Tuberculosis remains a serious global health problem. BCG is the only prophylactic TB vaccine and it shows variable protective efficacy. Chimeric protein subunit vaccines hold great potential as stand-alone vaccines or heterologous BCG prime boosters. We have designed a protein chimera, PP31, by combining Mtb ESAT-6 family antigen Rv1198 and MoCo biosynthesis family antigen Rv3111. Further, PP31 was extended by addition of latency antigen Rv1813c to yield PP43. Immunization of BALB/c mice with PP31 or PP43 with FIA adjuvant elicited strong humoral immune response. Restimulation of splenocytes of the immunized mice lead to significant proliferation of lymphocytes, secretion of cytokines IFN-γ, TNF, IL-2 of the Th1 class, IL-17A of the Th17 class, and IL-6. PP31 and PP43 also induced intracellular cytokine expression (IFN-γ, TNF, and IL-2) from both CD4⁺-CD44^high and CD8⁺-CD44^high T-cells. Antigen-specific IFN-γ⁺/IL-2⁺ double positive CD4⁺ T-cells were significantly higher in case of PP43 than PP31-immunized mice and control group. PP43 showed protection equivalent to heat-inactivated BCG in response to challenge of the immunized mice with Mtb H37Ra. Based on its immunogenicity and protective efficacy, PP43 appears to be a potential candidate for further development as a subunit vaccine against TB.
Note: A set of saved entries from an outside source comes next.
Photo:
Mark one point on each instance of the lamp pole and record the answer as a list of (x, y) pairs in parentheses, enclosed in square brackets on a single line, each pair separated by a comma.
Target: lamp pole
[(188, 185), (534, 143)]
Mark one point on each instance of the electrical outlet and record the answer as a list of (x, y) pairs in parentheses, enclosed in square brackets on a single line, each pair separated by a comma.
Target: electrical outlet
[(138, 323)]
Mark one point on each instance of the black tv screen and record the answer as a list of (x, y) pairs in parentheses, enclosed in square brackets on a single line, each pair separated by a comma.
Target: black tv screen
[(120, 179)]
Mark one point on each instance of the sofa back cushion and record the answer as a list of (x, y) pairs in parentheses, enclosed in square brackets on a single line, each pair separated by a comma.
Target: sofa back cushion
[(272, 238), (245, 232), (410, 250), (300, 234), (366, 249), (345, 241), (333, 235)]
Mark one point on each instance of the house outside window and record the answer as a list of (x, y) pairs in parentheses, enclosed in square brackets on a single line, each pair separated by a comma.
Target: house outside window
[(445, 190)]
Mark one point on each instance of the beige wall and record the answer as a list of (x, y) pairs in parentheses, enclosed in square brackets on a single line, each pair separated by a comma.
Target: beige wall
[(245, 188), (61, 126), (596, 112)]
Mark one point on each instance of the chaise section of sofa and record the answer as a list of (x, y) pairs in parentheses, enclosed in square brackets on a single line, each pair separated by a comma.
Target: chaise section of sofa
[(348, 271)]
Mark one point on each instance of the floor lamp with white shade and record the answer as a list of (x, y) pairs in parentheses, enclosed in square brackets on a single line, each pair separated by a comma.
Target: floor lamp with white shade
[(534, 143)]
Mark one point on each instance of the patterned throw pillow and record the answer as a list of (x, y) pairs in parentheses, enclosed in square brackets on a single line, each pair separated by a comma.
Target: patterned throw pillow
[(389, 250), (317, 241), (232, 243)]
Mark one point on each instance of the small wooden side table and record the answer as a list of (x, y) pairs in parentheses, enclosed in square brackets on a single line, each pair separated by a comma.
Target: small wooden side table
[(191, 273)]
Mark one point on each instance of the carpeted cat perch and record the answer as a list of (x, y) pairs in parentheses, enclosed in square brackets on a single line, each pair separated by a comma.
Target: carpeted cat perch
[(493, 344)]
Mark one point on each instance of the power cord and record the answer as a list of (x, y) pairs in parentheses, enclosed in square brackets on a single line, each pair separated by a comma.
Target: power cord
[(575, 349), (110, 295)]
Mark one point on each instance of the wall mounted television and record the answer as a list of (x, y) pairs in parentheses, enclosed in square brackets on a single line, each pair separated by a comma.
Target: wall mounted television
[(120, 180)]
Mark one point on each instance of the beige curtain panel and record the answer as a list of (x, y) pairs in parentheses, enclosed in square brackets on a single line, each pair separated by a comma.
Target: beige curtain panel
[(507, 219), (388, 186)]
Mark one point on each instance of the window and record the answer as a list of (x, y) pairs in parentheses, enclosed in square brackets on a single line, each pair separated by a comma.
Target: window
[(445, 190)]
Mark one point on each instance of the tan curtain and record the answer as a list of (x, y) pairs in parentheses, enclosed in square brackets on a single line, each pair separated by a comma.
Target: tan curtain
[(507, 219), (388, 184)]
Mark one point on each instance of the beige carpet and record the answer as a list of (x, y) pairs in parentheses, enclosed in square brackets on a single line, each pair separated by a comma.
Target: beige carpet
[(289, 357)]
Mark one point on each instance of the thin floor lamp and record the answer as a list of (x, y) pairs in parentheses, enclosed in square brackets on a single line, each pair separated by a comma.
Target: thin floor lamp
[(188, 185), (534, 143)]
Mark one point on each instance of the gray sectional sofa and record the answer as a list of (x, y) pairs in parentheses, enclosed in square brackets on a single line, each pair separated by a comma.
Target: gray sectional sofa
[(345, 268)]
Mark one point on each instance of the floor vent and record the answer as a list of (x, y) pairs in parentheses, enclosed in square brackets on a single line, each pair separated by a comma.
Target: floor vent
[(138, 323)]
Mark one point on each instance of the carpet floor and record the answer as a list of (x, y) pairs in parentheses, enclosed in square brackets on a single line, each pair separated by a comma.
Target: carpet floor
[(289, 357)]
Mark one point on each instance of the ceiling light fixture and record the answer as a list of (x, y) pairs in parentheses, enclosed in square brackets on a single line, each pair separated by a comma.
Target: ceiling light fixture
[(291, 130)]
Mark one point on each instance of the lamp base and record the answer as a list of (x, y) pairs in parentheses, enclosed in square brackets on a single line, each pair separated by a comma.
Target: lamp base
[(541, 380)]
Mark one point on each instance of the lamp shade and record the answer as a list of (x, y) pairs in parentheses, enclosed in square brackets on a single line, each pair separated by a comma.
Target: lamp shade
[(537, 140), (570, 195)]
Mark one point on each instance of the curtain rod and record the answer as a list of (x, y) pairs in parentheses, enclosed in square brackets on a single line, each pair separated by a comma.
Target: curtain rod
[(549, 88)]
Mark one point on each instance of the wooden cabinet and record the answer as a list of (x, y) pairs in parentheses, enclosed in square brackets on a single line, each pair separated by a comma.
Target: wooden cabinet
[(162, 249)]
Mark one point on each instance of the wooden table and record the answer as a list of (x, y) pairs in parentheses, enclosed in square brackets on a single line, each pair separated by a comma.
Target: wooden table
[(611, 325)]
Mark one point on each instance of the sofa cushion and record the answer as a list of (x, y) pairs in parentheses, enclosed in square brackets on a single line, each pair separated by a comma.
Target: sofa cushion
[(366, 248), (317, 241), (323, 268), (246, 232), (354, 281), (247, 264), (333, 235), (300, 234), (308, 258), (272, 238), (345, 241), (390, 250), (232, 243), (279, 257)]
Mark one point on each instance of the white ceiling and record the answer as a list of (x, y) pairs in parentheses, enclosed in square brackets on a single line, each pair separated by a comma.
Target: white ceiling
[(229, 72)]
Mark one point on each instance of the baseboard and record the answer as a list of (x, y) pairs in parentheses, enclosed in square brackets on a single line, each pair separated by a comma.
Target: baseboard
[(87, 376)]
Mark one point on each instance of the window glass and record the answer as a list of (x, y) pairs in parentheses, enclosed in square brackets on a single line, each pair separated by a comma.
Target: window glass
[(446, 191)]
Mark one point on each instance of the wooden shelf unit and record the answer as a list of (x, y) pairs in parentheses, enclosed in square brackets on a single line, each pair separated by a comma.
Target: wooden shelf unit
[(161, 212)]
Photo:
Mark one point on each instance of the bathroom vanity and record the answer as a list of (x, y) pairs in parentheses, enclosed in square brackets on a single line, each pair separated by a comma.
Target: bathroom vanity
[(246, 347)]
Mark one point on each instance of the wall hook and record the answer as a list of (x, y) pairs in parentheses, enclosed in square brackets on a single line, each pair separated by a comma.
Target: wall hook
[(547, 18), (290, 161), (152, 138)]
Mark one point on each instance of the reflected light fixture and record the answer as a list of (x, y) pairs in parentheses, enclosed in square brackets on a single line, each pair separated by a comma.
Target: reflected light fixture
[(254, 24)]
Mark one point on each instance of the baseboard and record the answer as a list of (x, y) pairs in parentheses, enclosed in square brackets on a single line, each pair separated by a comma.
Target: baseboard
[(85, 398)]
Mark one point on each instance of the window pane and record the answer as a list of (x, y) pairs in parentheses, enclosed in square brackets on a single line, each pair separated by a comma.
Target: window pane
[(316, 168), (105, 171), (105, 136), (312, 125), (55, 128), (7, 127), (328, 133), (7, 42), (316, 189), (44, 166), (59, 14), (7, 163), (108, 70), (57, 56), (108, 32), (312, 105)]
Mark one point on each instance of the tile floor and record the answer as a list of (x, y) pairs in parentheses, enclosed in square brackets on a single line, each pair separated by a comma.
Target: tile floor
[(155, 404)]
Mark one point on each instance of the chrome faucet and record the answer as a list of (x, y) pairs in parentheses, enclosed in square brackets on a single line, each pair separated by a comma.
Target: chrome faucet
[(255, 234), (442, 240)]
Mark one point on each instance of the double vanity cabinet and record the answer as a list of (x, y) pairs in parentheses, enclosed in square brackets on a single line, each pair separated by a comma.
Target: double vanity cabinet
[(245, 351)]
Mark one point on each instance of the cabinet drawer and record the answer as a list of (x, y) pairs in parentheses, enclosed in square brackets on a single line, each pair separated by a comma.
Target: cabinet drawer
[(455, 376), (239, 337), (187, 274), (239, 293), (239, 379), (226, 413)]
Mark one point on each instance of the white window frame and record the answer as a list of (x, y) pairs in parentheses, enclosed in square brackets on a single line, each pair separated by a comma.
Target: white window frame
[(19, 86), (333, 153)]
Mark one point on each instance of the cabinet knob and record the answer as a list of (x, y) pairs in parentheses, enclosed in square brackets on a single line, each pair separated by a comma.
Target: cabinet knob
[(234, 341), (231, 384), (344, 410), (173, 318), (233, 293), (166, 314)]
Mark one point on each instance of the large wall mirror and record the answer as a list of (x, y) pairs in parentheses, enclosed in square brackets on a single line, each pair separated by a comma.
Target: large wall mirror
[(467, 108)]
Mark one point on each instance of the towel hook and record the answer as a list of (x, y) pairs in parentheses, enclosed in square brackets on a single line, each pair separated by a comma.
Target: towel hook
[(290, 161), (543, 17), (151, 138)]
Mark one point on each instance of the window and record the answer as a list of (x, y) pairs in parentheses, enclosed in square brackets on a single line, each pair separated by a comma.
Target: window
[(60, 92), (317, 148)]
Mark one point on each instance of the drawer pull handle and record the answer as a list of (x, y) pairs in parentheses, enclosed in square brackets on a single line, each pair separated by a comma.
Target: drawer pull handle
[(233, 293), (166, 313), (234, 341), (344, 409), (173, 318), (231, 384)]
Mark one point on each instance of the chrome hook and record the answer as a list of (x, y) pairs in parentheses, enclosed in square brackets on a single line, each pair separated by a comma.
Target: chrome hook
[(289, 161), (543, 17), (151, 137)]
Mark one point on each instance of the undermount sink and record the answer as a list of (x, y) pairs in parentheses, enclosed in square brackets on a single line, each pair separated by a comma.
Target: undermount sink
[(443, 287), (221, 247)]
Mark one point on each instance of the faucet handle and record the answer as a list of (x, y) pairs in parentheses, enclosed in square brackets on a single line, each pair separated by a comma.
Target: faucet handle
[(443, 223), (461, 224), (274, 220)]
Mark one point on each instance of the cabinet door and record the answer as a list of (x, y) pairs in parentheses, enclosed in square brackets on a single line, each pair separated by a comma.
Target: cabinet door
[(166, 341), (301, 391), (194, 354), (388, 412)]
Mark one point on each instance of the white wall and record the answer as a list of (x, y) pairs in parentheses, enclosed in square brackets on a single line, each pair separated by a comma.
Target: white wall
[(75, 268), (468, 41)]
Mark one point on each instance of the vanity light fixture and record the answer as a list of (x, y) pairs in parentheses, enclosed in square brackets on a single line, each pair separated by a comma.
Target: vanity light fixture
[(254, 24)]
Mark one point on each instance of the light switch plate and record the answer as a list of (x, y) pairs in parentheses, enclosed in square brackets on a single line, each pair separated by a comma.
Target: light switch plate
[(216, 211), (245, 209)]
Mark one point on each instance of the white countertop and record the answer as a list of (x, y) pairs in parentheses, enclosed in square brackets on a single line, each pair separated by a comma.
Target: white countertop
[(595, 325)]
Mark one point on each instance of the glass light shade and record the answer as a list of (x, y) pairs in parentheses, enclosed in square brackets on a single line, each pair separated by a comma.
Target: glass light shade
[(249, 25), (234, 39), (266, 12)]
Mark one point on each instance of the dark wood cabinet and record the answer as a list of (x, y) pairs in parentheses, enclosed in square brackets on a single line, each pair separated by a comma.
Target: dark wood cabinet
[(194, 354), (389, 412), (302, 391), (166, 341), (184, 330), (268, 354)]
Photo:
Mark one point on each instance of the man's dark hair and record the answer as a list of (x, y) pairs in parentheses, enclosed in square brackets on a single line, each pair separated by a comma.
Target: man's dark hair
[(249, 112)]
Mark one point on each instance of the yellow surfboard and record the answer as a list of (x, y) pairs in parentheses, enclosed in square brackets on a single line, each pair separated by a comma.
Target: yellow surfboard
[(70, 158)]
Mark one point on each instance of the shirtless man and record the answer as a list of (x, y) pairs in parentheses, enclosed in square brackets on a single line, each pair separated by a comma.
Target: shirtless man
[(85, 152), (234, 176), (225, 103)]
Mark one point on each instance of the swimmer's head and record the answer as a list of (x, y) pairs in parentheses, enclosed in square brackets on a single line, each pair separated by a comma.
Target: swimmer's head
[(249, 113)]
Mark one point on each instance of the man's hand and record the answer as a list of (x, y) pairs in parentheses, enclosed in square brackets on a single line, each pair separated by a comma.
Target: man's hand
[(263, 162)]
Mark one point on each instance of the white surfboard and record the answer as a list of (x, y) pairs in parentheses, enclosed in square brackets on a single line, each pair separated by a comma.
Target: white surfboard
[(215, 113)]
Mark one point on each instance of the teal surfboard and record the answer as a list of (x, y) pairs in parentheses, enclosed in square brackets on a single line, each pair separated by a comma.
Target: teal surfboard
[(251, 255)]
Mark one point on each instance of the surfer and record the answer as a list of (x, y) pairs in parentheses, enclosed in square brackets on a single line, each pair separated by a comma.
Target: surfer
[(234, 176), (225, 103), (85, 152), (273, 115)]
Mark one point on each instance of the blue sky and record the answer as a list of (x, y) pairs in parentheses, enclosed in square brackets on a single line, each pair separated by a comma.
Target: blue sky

结核病仍然是一个严重的全球健康问题。BCG 是唯一的预防性结核病疫苗，它显示出不同的保护功效。嵌合蛋白亚单位疫苗作为独立疫苗或异源 BCG 增强剂具有巨大潜力。我们设计了一种蛋白质嵌合体，PP31，通过结合MtbESAT-6 家族抗原 Rv1198 和 MoCo 生物合成家族抗原 Rv3111。此外，通过添加潜伏抗原 Rv1813c 来扩展 PP31 以产生 PP43。用带有 FIA 佐剂的 PP31 或 PP43 对 BALB/c 小鼠进行免疫接种引发了强烈的体液免疫反应。免疫小鼠脾细胞的再刺激导致淋巴细胞显着增殖，分泌细胞因子 IFN-γ、TNF、Th1 类的 IL-2、Th17 类的 IL-17A 和 IL-6。PP31 和 PP43 还诱导来自 CD4 ⁺ -CD44^高和 CD8 ⁺ -CD44^高T 细胞的细胞内细胞因子表达（IFN-γ、TNF 和 IL-2）。抗原特异性 IFN-γ ⁺ /IL-2 ⁺双阳性 CD4 ⁺PP43 的 T 细胞明显高于 PP31 免疫的小鼠和对照组。PP43 显示出相当于热灭活 BCG 的保护作用，以响应Mtb H37Ra对免疫小鼠的攻击。基于其免疫原性和保护功效，PP43 似乎是进一步开发作为抗结核亚单位疫苗的潜在候选物。